# The Social Media Data Generating Process

I had the opportunity to serve as a discussant for a panel on big data in Asian studies (abstracts in PDF) at the most recent meeting of the Association for Asian Studies. As it turns out, social media is one of the central sources of data for this rapidly developing new field (the other is machine coding of text). As I was thinking about how to discuss the various opportunities and challenges that come from using social media to study politics—and everyone involved was a political scientist of some sort—I found myself trying to sketch out a data generating process for social media data. I came up with four basic challenges that follow as a result of how I conceptualize this DGP.

The basic idea is that social media is a form of political participation. When you think about it that way, though, it’s immediately clear that it is only one of many forms of participation. We might share a link on Facebook, or retweet a hashtagged tweet, and that generates social media data. But we might also vote, or protest, or send a letter to a representative, which is also a form of participation, but one that is not observed in the social media data. There are lots of forms of political participation, and denote the collection of them as $\mathbf{D}$. Each social media datum from individual $i$ is then $D_{i} \in \mathbf{D}_{i}$.

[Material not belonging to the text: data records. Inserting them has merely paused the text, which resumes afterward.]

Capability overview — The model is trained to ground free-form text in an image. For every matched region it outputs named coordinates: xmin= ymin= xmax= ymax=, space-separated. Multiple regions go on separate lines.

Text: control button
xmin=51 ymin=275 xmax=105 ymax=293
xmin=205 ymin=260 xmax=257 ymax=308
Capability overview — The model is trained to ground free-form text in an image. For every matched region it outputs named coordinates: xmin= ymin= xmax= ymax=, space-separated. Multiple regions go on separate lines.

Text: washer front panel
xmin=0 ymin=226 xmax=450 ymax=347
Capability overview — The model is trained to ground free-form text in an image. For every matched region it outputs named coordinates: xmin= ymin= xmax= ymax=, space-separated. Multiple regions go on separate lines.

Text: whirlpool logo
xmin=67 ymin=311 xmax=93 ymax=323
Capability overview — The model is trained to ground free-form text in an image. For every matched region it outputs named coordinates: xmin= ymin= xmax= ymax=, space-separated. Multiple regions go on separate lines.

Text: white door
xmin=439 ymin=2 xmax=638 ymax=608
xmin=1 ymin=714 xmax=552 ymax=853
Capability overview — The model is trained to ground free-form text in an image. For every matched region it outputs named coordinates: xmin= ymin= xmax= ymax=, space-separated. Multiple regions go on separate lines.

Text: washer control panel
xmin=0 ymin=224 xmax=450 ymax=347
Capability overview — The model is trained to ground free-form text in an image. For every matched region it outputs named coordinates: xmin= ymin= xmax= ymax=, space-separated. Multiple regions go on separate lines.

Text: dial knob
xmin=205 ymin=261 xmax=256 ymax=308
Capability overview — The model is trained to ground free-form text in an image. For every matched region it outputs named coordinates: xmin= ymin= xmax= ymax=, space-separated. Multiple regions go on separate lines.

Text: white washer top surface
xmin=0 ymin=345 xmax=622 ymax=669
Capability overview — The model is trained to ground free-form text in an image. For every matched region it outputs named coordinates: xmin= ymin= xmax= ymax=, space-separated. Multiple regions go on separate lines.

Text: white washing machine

The first challenge, then, is characterizing the relationship between $D_{i}$ and $\mathbf{D}_{i}$.

There is then a technology that censors some fraction of $D_{i}$. As a result of the censoring rule $r(\cdot )$, we actually observe $r(D_{i})$. In some cases the censoring rule is “no censoring,” so that $r(D_{i}) = D_{i}$. But in the interesting cases which animate many recent studies of social media and political participation in illiberal states, $r(\cdot )$ effectively deletes some fraction of the social media data. We especially worry about the possibility that the probability that $D_{i}$ is observed in $r(D_{i})$ is correlated with the content of $D_{i}$.

So the second challenge is characterizing $r(\cdot )$, and then knowing what to do about it.

Next, recall that social media is social. That means that we care about other actors $j$ who participate too, and we suspect that they in reaction both to social media and to offline events. So we have $D_j\left ( r(D_i), \mathbf{D}_i \right ) \in \mathbf{D}_j\left ( r(D_i), \mathbf{D}_i \right )$.

Third challenge is to characterize this recursive system in which actors participate in response to both online participation and offline participation, and the online participation is potentially censored.

And finally, we suspect that governments choose $r(\cdot )$ based on how they observe people to be responding to others’ participation. When participation is not threatening to the government, perhaps there is no censoring, but this may change as social media has effects on actual politics (think Turkey and Twitter). So $r(\cdot )$ is itself a function of $\mathbf{D}_{j}$, generating another kind of recursion in this process: $D_j\left ( r_{\mathbf{D}_j}(D_i), \mathbf{D}_i \right ) \in \mathbf{D}_j\left ( r_{\mathbf{D}_j}(D_i), \mathbf{D}_i \right )$.

This fourth challenge is to characterize how governments deploy censorship in response to the anticipated consequences of social media as a form of political participation. Note in the final expression above that offline participation may change as a response to online censorship.

Put together this way, I find it much easier to think about the opportunities and challenges from using social media. It’s also useful to see important new contributions in terms of how they make sense of each of these challenges. King, Pan, and Roberts (2013), for example, addresses the fourth challenge particularly well.